Design a Service for Leader Election and Distributed Locking
The problem
You run a distributed system with several components that need coordination:
Problem 1 -- Leader election: You have 5 replicas of your payment processing service. Exactly one must be the "leader" that processes payments at any time. If the leader crashes, another replica must take over within seconds. Two replicas must never both believe they are the leader simultaneously -- double-processing a payment is worse than a brief outage.
Problem 2 -- Distributed locking: Your order fulfillment pipeline has a step that reserves inventory. When two orders for the last item arrive simultaneously at different servers, only one should succeed. You need a distributed lock that prevents concurrent access to the same inventory item.
Problem 3 -- Configuration management: You have 200 microservices that need to read shared configuration (feature flags, rate limits, database connection strings). When you update a config value, all services must see the change within seconds. You want a strongly consistent store -- not "eventually this will propagate."
These are all coordination problems. Building coordination into each service is error-prone and leads to subtle bugs (split-brain, deadlocks, phantom leaders). You need a dedicated coordination service that solves these primitives correctly once so that application developers do not have to.

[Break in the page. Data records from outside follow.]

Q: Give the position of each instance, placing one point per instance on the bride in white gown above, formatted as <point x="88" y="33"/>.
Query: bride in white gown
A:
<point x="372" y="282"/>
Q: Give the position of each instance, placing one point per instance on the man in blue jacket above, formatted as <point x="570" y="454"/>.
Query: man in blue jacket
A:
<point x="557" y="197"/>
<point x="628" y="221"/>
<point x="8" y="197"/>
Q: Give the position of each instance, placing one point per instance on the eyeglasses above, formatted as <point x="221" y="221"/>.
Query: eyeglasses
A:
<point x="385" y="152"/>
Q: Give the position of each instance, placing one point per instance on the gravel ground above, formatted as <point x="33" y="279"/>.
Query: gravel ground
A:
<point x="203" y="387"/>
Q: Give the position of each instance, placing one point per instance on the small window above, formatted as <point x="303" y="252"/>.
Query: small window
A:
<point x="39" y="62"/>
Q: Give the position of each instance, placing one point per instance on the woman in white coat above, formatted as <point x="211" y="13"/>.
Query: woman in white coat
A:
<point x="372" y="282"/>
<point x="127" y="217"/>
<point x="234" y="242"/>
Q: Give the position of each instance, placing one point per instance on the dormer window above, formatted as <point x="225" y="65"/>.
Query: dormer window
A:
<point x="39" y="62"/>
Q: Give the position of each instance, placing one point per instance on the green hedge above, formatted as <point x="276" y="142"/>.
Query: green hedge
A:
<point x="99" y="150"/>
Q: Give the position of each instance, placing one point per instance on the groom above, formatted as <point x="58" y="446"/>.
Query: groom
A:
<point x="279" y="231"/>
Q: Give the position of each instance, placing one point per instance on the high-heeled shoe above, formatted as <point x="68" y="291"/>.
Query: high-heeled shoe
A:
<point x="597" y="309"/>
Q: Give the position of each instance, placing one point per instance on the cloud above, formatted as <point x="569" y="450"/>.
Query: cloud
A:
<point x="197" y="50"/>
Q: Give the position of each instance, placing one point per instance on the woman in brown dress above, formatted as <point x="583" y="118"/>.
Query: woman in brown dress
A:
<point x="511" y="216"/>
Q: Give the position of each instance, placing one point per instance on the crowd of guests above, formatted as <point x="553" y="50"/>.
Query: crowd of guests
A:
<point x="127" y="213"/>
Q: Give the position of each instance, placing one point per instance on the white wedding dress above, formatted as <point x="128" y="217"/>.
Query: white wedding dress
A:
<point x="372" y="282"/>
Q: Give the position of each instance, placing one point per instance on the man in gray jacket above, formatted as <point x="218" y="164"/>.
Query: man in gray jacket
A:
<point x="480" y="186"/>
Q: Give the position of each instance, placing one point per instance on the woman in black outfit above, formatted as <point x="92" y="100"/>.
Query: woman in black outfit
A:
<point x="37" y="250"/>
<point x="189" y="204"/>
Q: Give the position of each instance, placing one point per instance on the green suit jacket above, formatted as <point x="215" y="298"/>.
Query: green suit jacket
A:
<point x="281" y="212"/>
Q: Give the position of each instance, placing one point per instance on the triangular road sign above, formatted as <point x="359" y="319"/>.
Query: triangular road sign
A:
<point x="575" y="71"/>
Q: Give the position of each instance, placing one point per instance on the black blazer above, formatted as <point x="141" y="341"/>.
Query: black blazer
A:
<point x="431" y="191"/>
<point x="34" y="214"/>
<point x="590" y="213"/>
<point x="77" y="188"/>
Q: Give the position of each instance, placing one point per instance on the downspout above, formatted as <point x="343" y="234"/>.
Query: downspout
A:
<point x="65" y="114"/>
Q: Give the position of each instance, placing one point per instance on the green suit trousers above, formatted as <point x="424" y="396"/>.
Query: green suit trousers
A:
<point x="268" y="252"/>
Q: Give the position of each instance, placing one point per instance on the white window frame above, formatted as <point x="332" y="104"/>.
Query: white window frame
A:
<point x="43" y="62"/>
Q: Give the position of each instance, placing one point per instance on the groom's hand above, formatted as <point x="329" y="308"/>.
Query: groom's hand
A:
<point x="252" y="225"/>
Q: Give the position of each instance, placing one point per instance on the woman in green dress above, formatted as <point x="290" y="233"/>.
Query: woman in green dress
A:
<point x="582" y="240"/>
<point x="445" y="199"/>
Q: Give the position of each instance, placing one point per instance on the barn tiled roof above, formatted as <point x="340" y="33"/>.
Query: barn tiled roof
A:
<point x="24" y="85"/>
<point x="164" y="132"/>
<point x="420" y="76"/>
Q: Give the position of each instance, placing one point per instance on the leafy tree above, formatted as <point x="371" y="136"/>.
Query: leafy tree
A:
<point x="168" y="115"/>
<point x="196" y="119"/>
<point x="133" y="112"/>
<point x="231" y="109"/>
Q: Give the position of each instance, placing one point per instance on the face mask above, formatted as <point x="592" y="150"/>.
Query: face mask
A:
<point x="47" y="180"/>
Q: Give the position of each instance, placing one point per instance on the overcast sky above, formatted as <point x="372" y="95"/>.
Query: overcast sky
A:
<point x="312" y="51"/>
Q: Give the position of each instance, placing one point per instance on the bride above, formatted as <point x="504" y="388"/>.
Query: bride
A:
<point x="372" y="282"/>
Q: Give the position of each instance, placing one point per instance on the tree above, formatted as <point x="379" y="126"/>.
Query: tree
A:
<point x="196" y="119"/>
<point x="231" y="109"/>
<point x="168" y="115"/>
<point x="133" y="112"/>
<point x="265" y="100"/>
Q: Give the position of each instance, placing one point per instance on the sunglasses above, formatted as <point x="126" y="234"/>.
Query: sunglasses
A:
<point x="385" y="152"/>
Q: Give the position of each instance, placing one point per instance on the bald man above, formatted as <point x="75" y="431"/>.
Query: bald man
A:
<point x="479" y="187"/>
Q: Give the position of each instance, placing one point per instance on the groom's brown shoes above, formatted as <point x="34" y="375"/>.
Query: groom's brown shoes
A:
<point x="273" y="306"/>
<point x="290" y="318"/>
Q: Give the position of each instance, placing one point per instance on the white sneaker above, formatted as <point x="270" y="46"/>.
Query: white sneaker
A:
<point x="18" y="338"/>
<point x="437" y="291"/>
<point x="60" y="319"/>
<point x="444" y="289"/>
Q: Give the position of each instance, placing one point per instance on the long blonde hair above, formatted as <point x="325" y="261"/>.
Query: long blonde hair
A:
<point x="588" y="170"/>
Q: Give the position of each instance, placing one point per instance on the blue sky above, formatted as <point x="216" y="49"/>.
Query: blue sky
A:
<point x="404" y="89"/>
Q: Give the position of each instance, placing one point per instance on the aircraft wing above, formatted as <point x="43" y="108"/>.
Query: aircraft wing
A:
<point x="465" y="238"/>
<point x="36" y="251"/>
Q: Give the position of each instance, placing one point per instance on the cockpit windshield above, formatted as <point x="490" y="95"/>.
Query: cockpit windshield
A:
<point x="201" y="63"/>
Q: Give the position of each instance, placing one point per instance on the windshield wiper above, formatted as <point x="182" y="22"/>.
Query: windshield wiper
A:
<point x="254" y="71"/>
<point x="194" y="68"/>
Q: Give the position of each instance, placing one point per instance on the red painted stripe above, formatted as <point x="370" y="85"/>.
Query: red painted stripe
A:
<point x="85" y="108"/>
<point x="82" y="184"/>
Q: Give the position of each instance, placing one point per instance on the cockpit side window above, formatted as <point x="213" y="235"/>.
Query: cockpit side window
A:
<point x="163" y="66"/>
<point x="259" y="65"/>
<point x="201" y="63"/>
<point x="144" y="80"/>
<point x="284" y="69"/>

Key requirements to identify
| Requirement | What it implies |
|---|---|
| Exactly one leader at a time | Need strong consistency -- this is a CP system, not AP |
| Leader failover in seconds | Need session tracking with timeouts and heartbeats |
| No split-brain | Need fencing -- a mechanism to prevent the old leader from acting after failover |
| Distributed locks | Need sequencer tokens to detect stale locks after network delays |
| Config changes visible quickly | Need an event/watch mechanism so clients are notified of changes |
| Small metadata store | The data is small (KBs to MBs), so replication overhead is acceptable |
The design approach
This is fundamentally different from the systems in the previous problems. Dynamo and Cassandra chose availability over consistency. Here, you need the opposite: consistency over availability. A lock service that sometimes grants the same lock to two clients is worse than useless.
The core of the design is a replicated state machine. You run 5 servers (an odd number for majority quorums). They use a consensus protocol like Paxos or Raft to agree on every state change. A write succeeds only when a majority (3 of 5) of servers have durably logged it. This guarantees that even if 2 servers crash, the remaining 3 have the latest state.
One server is the leader (or master) of the coordination service itself. All reads and writes go through the leader. This simplifies the protocol -- the leader proposes values, and followers accept or reject. If the leader crashes, the remaining servers elect a new leader using the consensus protocol.
For leader election of your application services, the coordination service offers a primitive: acquire a lock on a named path. The payment service replica that successfully acquires the lock at /services/payment/leader is the leader. The lock is tied to a session with a TTL. If the leader crashes (stops sending keepalives), the session expires, the lock is released, and another replica acquires it.
But sessions and locks alone are not enough to prevent split-brain. Consider: the leader acquires the lock, then enters a long garbage collection pause. The coordination service thinks the leader is dead (missed keepalives), releases the lock, and another replica becomes leader. The old leader wakes up and still believes it holds the lock. Now you have two leaders.
The solution is fencing tokens (or sequencers). Each lock acquisition returns a monotonically increasing token number. When the leader makes a request to a downstream service (e.g., the database), it includes the token. The downstream service rejects requests with tokens older than the highest it has seen. This is a crucial safety mechanism.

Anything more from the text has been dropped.